Of course, this doesn’t explain everything. Trueman acknowledges the role technology has played in accomplishing all of this. But he successfully shows the intellectual foundations for this cultural moment are found in Jean-Jacques Rousseau, Mary Wollstonecraft, Karl Marx, Friedrich Nietzsche, and Freud.
The biggest strength of the book is its non-polemic quality. (Though this is belied by the fact that it is blurbed on the back cover by Ben Shapiro, the right-wing faux-intellectual.) Trueman does not seek to convince the reader of the badness of any of this. Of course, he is against it—that’s easy enough to tell. But Trueman is simply explaining why the Western world thinks the way it does.
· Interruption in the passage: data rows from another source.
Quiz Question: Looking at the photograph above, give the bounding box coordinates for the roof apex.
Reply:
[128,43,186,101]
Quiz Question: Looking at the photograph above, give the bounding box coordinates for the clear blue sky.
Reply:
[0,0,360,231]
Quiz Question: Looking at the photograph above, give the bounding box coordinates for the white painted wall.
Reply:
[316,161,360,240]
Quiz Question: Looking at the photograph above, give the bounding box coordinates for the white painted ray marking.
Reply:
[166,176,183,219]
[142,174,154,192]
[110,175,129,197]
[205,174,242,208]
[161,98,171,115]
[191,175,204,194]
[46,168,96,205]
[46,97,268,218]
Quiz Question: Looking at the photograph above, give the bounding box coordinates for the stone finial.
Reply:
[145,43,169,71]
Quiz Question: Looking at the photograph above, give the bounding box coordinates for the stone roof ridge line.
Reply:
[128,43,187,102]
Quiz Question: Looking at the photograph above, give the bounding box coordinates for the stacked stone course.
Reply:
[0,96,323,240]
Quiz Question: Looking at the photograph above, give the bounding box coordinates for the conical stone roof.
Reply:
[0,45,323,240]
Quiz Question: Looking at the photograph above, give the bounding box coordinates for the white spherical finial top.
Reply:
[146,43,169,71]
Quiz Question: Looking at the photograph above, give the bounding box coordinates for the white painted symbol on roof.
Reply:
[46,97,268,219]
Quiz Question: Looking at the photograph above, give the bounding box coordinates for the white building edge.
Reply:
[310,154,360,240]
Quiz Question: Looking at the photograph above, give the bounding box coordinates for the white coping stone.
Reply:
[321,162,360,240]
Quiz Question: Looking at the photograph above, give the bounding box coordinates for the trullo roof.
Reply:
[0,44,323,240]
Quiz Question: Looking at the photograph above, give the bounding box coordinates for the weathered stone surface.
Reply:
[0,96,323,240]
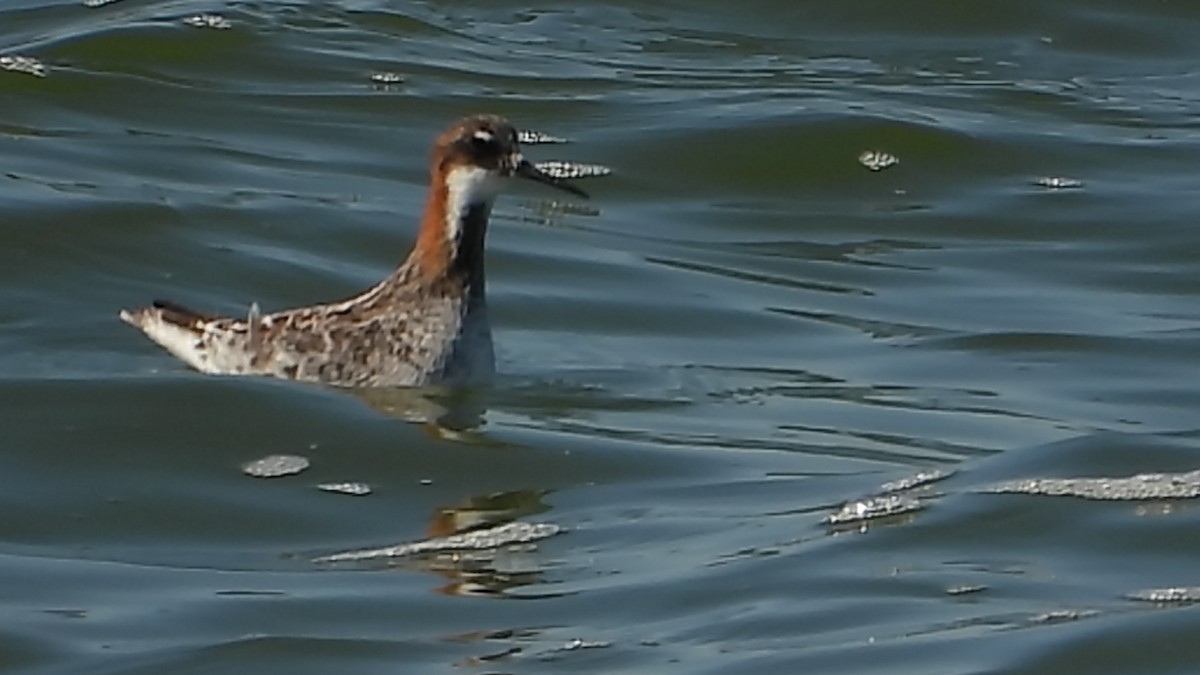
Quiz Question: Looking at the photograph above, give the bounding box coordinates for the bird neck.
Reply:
[406,168,494,292]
In this way, it is doubly helpful. First, Trueman’s work really does explain much about our cultural milieu—including the ways it has seeped into the thought patterns of those who are, at least on the surface, contra mundum. (Take a look at the biggest hits on the Christian music charts and tell me that the expressive-individualized self does not have a foothold in the American church.) Second, Trueman’s work is a model for cultural engagement. There is a place for the jeremiad—much of the work of the prophets was in this mold. But if everyone’s pose toward the world is obviously antagonistic, our views end up in a cacophonous echo chamber, with none of our screeds actually convincing anybody. More of us—even if we are taking an oppositional stance—need to do the work of understanding. This book helps us to do so.